What a small town in the Waitaki Valley has to do with universal health care.
Speaking at an event marking its 70th anniversary, then-Prime Minister Helen Clarke talked about what the 1938 Social Security Act meant to New Zealand.

More than just a piece of legislation, it stood for an idea. It was born from a new way of thinking, one that held that “the care and welfare of citizens was a government responsibility.” A community, she said, should care for its members. Life doesn’t need to be a Darwinian free for all.
It was a novel way of thinking. In fact, according to historian Keith Sinclair, the 1938 Act was considered “the first comprehensive and integrated system of social security in the western world.” And it all started in a small town on the banks of the Waitaki River.
One year before the stock market crashes of 1929 ushered in the Great Depression, workers broke ground on construction of the Waitaki Dam, seven kilometres upstream from Kurow. The scheme was masterminded by L.J. Hancock, an American engineer and evangelical hydro enthusiast, who saw in the technology the revolutionary potential to deliver clean, plentiful energy that would attract industry and catapult the average citizen into a standard of living unmatched in the “old world”.
In order to maximise employment, the dam was built nearly exclusively with manpower. Up to 1500 men worked on the site using nothing but picks, shovels and wheelbarrows. A single crane was the only piece of modern machinery. It was backbreaking and perilous; injuries were common, deaths not unheard of.
Despite the harsh conditions, and the constant risk of being plunged back into poverty by an employment policy that amounted to “no work, no pay”, workers travelled great distances to the site with their families, hoping for a chance to earn a wage. Some trudged up the Waitaki Valley from Ōamaru with shovels on their backs. Those who didn’t get jobs settled in shanties along the riverbank in an area that came to be known as The Willows, where they built tents and huts from willow branches and flattened fuel cans.
As quoted in David Haigh’s ‘Early welfare in Kurow, New Zealand’, Michael Joseph Savage, leader of the Labour Opposition, visited the site in 1934 and was taken aback by the conditions: “The icy wind from the Alps lanced down from the Waitaki Valley, freezing not only the men … but also the women and children inadequately clothed in cotton frocks and threadbare jerseys, without stockings or shoes.”

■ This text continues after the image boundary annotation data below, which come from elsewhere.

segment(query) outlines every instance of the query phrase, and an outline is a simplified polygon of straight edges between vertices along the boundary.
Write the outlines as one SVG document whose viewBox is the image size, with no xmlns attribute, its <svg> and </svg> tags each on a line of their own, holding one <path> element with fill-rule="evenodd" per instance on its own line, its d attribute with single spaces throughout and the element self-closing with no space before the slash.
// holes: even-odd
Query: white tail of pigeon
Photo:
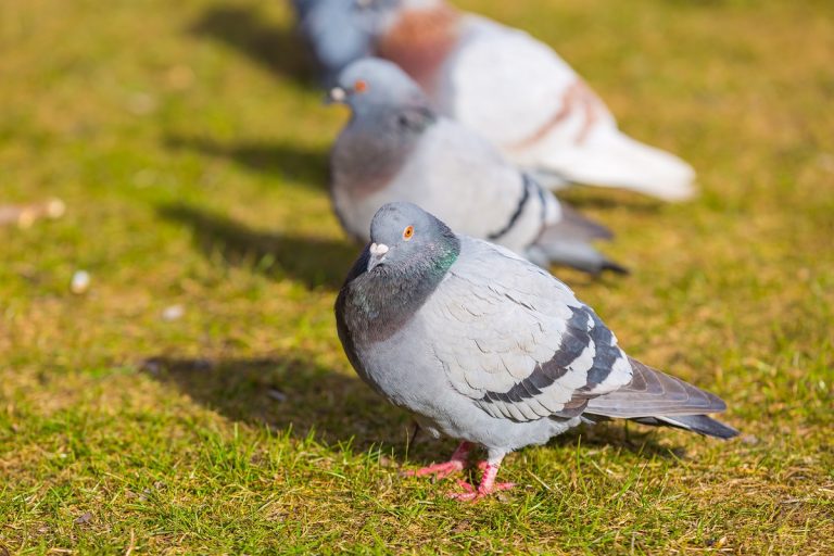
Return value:
<svg viewBox="0 0 834 556">
<path fill-rule="evenodd" d="M 618 129 L 596 134 L 578 148 L 536 151 L 535 174 L 548 187 L 572 181 L 628 189 L 665 201 L 685 201 L 695 194 L 692 166 Z"/>
</svg>

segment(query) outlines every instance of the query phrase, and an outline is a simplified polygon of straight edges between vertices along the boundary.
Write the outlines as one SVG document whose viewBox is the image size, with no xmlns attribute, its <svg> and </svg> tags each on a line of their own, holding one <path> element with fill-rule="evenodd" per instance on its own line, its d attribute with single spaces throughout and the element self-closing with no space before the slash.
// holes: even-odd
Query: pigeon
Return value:
<svg viewBox="0 0 834 556">
<path fill-rule="evenodd" d="M 369 239 L 380 206 L 410 201 L 462 233 L 541 266 L 626 273 L 591 243 L 610 239 L 607 228 L 560 203 L 478 134 L 438 114 L 395 64 L 353 62 L 329 97 L 352 111 L 330 156 L 330 192 L 344 229 L 359 241 Z"/>
<path fill-rule="evenodd" d="M 480 483 L 454 494 L 477 500 L 510 486 L 496 482 L 506 454 L 583 421 L 738 434 L 707 416 L 726 408 L 718 396 L 629 357 L 567 286 L 511 251 L 405 202 L 377 212 L 370 241 L 336 301 L 344 352 L 422 429 L 460 441 L 412 475 L 459 471 L 480 446 Z"/>
<path fill-rule="evenodd" d="M 353 15 L 320 18 L 317 36 L 334 41 L 356 34 L 369 52 L 419 83 L 443 114 L 480 132 L 546 187 L 578 182 L 666 201 L 695 193 L 695 172 L 686 162 L 620 131 L 584 80 L 529 34 L 444 0 L 342 5 Z"/>
<path fill-rule="evenodd" d="M 374 25 L 380 21 L 368 0 L 293 0 L 298 30 L 330 87 L 339 73 L 354 60 L 369 55 Z"/>
</svg>

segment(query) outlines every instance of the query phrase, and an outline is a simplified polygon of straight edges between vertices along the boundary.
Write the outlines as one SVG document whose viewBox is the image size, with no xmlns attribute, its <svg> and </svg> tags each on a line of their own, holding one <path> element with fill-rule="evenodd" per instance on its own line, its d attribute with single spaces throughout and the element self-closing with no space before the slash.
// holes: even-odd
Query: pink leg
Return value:
<svg viewBox="0 0 834 556">
<path fill-rule="evenodd" d="M 451 493 L 450 497 L 456 500 L 477 501 L 489 496 L 493 492 L 506 491 L 515 486 L 515 484 L 511 482 L 495 482 L 495 477 L 498 475 L 498 467 L 501 467 L 501 459 L 497 462 L 480 462 L 478 467 L 483 470 L 481 483 L 478 485 L 478 489 L 473 489 L 472 485 L 466 481 L 457 481 L 457 483 L 463 486 L 466 492 Z"/>
<path fill-rule="evenodd" d="M 433 475 L 438 479 L 448 477 L 452 473 L 463 471 L 466 467 L 466 459 L 469 457 L 469 451 L 472 445 L 469 442 L 462 442 L 455 453 L 452 454 L 452 459 L 442 464 L 434 464 L 414 471 L 405 471 L 403 475 L 407 477 L 424 477 L 426 475 Z"/>
</svg>

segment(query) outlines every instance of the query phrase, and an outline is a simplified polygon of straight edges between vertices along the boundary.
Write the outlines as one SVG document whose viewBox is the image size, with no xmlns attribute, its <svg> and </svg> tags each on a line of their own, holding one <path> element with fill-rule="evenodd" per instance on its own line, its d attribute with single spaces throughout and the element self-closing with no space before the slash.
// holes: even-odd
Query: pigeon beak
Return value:
<svg viewBox="0 0 834 556">
<path fill-rule="evenodd" d="M 384 243 L 371 243 L 368 251 L 370 252 L 370 258 L 368 260 L 368 271 L 370 271 L 386 258 L 386 253 L 388 253 L 388 245 Z"/>
<path fill-rule="evenodd" d="M 325 96 L 325 104 L 343 104 L 348 98 L 348 91 L 341 87 L 333 87 Z"/>
</svg>

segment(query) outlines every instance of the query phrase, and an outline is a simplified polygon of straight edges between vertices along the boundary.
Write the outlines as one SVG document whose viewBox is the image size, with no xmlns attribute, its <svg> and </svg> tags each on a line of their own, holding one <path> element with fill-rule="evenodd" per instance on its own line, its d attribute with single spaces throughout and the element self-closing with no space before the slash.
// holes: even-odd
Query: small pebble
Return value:
<svg viewBox="0 0 834 556">
<path fill-rule="evenodd" d="M 70 282 L 70 291 L 76 295 L 87 293 L 90 289 L 90 273 L 87 270 L 76 270 L 73 280 Z"/>
<path fill-rule="evenodd" d="M 280 390 L 276 390 L 274 388 L 270 388 L 267 390 L 266 395 L 275 400 L 276 402 L 286 402 L 287 401 L 287 394 L 281 392 Z"/>
<path fill-rule="evenodd" d="M 80 526 L 80 525 L 84 525 L 84 523 L 88 523 L 90 521 L 90 519 L 92 519 L 92 514 L 87 511 L 84 515 L 75 518 L 75 523 Z"/>
<path fill-rule="evenodd" d="M 162 319 L 170 323 L 172 320 L 179 320 L 185 314 L 186 307 L 182 305 L 170 305 L 162 312 Z"/>
</svg>

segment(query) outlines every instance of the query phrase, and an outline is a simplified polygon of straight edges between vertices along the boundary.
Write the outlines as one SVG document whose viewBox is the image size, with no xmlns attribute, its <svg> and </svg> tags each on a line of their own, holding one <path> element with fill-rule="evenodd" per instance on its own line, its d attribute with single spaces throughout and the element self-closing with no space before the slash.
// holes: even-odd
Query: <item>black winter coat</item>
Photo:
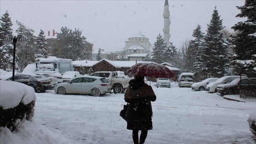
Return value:
<svg viewBox="0 0 256 144">
<path fill-rule="evenodd" d="M 151 118 L 151 102 L 156 99 L 154 96 L 139 99 L 125 99 L 129 103 L 126 117 L 127 119 L 127 129 L 146 130 L 153 128 Z"/>
</svg>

Social security is defined as a system that provides for those who are in need, such as the unemployed, retired, sick or injured. Prior to the 1930s in Aotearoa, social security was not seen as the remit of the government; instead, support had historically been delivered by benevolent societies such as the Ancient Order of Foresters and the United Ancient Order of Druids.
In Kurow, once such benevolent society, the Waitaki Hydro Medical Association, partnered with the Waitaki Hospital Board to provide some relief in the form of ambulance services and medical care, with workers contributing to the scheme through monthly deductions from their wages. Three local men, Dr David Gervan McMillan, Presbyterian church minister Arnold Nordmeyer and school headmaster Andrew Davidson, had helped devise the plan. And in it, they saw potential for more. Could the “Kurow cure” work for the whole country?
In 1935, two of the “three wise men”, Nordmeyer and McMillan, entered parliament as part of the new Labour government. They set to work applying the lessons learned in Kurow nationally. McMillan chaired the National Health Insurance Investigation Committee, while Nordmeyer chaired both a caucus and parliamentary select committee charged with assessing the viability of a healthcare scheme for New Zealand.
It was their findings and recommendations, and in particular those of Arnold Nordmeyer, that became the basis of the Social Security Act 1938. Financed by a tax of one shilling on the pound, it extended support for widows, orphans, the disabled, families, war veterans, and the unemployed. It also created subsidised medical care, including the semi-funded visits to the doctor we still have today – one of the first examples on earth of universal healthcare.
The man who was Prime Minister when the act passed was Michael Joseph Savage. After what he had seen during the Depression, he hoped, he said, to “see humanity secure against poverty, secure in illness or old age.” This was a start.

Today, the Waitaki Dam stands as it has for almost a century. It has no spillway, and gusts of wind carry waves over its shoulders to dribble down its chest, then carry on downriver to Kurow. No longer a rural railhead, it’s a budding tourist destination, famed as the hometown of former All Black captain Richie McCaw, and home to a handful of cosy cafes and a growing number of wineries.
There is little to indicate Kurow’s role in world history, save for a few information panels at the back of its small museum, and a colourful sign on the way out of town: Farewell From Kurow, World Birthplace of Social Security.